It’s only fairly recently that the dining public – or the British dining public, at least – has got over its suspicion of raw food. Food writer Lindy Wildsmith has taken note and drawn together the many and varied examples of raw food throughout world cuisine, such as sashimi, ceviche, crudo, carpaccio and tartare, to unite them in her book, Raw and Rare.

Wildsmith explains that while sashimi is 100% raw, many other forms of raw food are, in actual fact, ‘cooked’ in the sense that their preparation changes the proteins in the fish or meat through a process called denaturing – whether it’s through the citric acid in ceviche,the acetic acid in pickling or the salt in salted products.

She doesn’t limit herself just to raw food though – some recipes involve the fleeting application of the heat from a griddle or a blow torch, or a waft of hot or cold smoke. This is the case with dishes such as Cambodian seared duck breast with red cabbage slaw, or the fried bonito with shredded daikon and shiso.

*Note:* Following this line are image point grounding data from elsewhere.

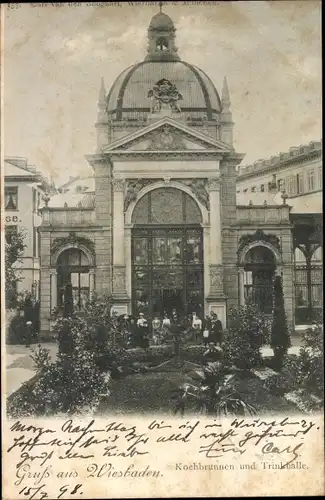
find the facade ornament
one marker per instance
(214, 183)
(133, 187)
(284, 197)
(165, 139)
(198, 187)
(73, 240)
(118, 279)
(46, 198)
(118, 184)
(259, 235)
(164, 94)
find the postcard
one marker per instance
(162, 281)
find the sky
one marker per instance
(56, 54)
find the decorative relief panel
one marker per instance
(133, 187)
(166, 138)
(119, 279)
(259, 235)
(166, 206)
(199, 188)
(216, 279)
(72, 239)
(118, 184)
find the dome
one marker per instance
(161, 80)
(128, 97)
(161, 22)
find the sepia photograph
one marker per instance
(162, 248)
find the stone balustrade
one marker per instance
(263, 215)
(69, 217)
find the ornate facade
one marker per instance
(161, 229)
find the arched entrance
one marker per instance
(73, 267)
(259, 269)
(167, 254)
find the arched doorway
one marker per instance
(167, 254)
(73, 267)
(308, 283)
(259, 269)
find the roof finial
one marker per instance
(225, 98)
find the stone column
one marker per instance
(128, 264)
(119, 291)
(54, 288)
(91, 282)
(241, 286)
(216, 269)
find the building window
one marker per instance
(35, 242)
(320, 177)
(280, 184)
(9, 232)
(73, 267)
(11, 198)
(300, 183)
(291, 185)
(162, 44)
(311, 180)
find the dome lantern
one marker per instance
(161, 35)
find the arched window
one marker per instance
(162, 44)
(259, 267)
(73, 267)
(300, 257)
(167, 254)
(317, 255)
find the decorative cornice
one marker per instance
(259, 235)
(277, 163)
(72, 239)
(214, 182)
(118, 184)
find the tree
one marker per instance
(14, 250)
(280, 336)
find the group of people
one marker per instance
(142, 332)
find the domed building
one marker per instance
(161, 230)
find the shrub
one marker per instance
(246, 335)
(280, 337)
(280, 383)
(307, 368)
(68, 385)
(212, 392)
(16, 329)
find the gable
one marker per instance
(11, 170)
(166, 135)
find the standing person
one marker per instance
(155, 330)
(132, 333)
(142, 325)
(207, 328)
(217, 330)
(196, 325)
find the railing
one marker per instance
(70, 217)
(271, 215)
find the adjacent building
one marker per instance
(23, 188)
(298, 173)
(161, 225)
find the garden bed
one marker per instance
(150, 393)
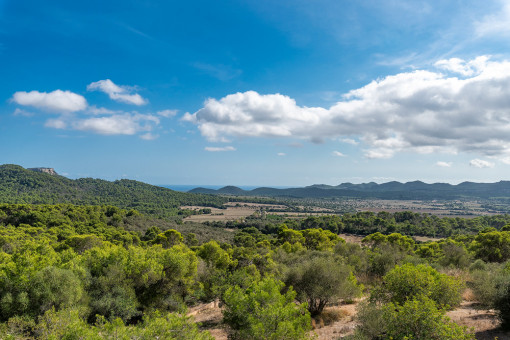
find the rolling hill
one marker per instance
(19, 185)
(415, 190)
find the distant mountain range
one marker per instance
(416, 190)
(45, 186)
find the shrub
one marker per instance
(262, 312)
(418, 318)
(405, 282)
(321, 280)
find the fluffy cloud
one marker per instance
(124, 124)
(219, 149)
(444, 164)
(420, 111)
(116, 92)
(118, 124)
(480, 163)
(57, 101)
(167, 113)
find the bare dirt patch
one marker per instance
(484, 323)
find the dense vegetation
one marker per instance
(107, 267)
(68, 271)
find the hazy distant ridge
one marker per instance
(389, 190)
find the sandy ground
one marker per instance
(484, 323)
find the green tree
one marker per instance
(405, 282)
(321, 280)
(418, 319)
(263, 312)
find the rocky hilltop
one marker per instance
(49, 171)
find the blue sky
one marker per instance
(257, 92)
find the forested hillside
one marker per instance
(19, 185)
(74, 272)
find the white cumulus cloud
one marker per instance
(219, 149)
(167, 113)
(56, 101)
(124, 124)
(480, 163)
(421, 111)
(116, 92)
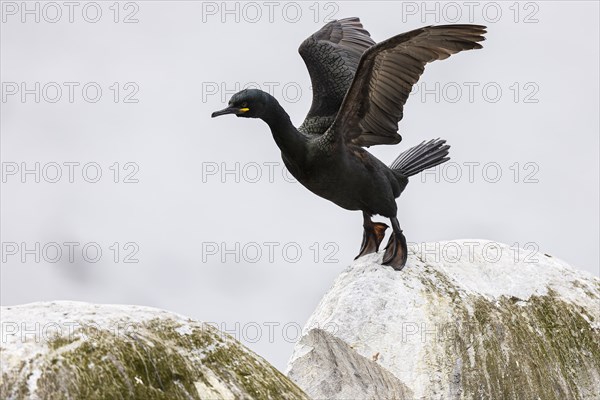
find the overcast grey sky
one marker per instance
(218, 229)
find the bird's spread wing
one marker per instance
(373, 106)
(331, 56)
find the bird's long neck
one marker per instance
(291, 142)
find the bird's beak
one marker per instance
(228, 110)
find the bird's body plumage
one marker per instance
(359, 92)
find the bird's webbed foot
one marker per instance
(373, 234)
(396, 251)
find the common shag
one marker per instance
(359, 91)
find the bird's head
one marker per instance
(249, 103)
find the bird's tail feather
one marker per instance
(421, 157)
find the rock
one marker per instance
(463, 320)
(71, 350)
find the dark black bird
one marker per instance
(359, 91)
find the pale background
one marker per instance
(179, 54)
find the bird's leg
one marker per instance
(372, 236)
(396, 250)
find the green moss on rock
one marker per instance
(157, 358)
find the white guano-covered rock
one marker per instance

Recipes are split into sections: fish and seafood; meat, poultry and game; salad vegetables and dressings; pickles; and fruit. And pretty involved recipes they are too – a step beyond what many home cooks are likely to be able to achieve.

Langoustines with tomato jelly, for example, takes its inspiration from a dish by Yoshinori Ishii at Umu in London and requires, among other things, gelatine and edible flowers. Many of the dishes are beautifully presented – from the vibrant colours of the summer tricolour beets with crushed Brazils, seeds and marjoram, to the salt block-cured sea bream and basil pesto. Not everything appeals, though.

I could give the blanched seafood melon, where half the fruit is hollowed out and filled with what look like writhing tentacles, a miss. The book’s font size is also frustratingly small, making it difficult to refer to in a kitchen.

But as a bank of inspiration for the professional chef, it has plenty to offer, tapping into a wealth of recipes that are attractive, on-trend and generally pretty healthy.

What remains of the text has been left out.